When PKC-eta activity was reduced or eliminated in laboratory and animal models, tumors grew more slowly and showed markedly reduced metastatic spread.
"Our findings reveal that PKC-eta could represent a prognostic marker to identify patients prone to developing metastasis, and thus could serve as a therapeutic target for this highly lethal and metastatic disease," says Prof. Livneh.
The researchers combined analysis of breast cancer patient data, experiments in cancer cell lines, and animal models of tumor growth and metastatic spread.
They found that PKC-eta levels were elevated in patients' tumors with molecular features associated with poor prognosis.
However, the team went beyond identifying the problem and proposed a solution. They identified a naturally occurring peptide encoded by a sequence upstream of the PKC-eta sequence (on its mRNA) that targets and degrades PKC-eta protein. In laboratory models, introducing this peptide successfully disrupted YAP1 regulation and significantly reduced the cancer's ability to spread to the lungs and liver.
"This recently discovered peptide could be utilized as a specific therapeutic drug," according to Prof. Moshe Elkabets.

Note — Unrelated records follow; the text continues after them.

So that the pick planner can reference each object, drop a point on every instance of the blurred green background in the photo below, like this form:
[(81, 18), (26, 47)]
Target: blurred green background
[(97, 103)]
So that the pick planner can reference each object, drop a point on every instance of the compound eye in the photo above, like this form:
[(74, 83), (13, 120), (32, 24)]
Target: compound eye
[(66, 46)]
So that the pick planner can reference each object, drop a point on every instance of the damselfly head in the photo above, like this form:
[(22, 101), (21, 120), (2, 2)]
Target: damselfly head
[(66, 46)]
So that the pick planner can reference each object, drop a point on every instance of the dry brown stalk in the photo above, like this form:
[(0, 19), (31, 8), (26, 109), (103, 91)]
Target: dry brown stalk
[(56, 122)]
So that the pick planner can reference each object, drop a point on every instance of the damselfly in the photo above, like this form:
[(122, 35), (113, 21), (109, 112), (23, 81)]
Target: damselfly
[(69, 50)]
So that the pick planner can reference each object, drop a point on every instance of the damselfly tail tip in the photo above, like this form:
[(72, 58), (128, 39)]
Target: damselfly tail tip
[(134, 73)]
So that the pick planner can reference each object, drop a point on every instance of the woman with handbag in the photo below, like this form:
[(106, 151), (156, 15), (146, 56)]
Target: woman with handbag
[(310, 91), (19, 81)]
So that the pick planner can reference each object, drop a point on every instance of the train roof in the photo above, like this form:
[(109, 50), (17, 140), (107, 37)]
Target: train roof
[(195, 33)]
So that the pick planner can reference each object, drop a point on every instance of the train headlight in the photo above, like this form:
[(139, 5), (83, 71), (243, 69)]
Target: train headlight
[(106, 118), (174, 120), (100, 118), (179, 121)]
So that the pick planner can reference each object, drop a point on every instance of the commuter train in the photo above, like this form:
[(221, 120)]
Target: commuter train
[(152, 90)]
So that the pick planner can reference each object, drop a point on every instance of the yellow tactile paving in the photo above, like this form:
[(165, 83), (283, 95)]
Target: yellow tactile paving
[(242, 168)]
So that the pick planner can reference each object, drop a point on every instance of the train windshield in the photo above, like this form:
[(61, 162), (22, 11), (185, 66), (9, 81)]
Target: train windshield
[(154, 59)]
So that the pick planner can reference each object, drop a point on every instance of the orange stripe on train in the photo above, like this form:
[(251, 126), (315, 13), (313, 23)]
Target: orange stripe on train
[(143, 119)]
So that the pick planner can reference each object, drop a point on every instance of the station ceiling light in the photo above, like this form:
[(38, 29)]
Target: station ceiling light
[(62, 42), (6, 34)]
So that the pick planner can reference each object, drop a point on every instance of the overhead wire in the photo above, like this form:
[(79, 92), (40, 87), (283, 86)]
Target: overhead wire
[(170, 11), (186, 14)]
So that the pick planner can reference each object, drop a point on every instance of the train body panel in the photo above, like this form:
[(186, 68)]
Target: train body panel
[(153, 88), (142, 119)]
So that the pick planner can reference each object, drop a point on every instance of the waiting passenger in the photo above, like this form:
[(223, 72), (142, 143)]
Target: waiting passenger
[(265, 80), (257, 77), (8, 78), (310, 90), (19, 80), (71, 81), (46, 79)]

The findings are based on experimental and animal models. While PKC-eta and YAP are strongly associated with tumor aggressiveness, further research is needed to determine how these insights can be translated into clinical settings.
This research was supported by the Israel Science Foundation (grants 3280/24, 302/21, and 2802/22), the Ministry of Science, Technology and Space (grant 4981), the U.S.–Israel Binational Science Foundation (grants 2021055 and 2023129), the Ministry of Innovation, Science and Technology (grant 5912), and the Israel Cancer Research Foundation (grants 1060612 and 81233611). Additional support was provided through a Kreitman Postdoctoral Fellowship from Ben-Gurion University of the Negev.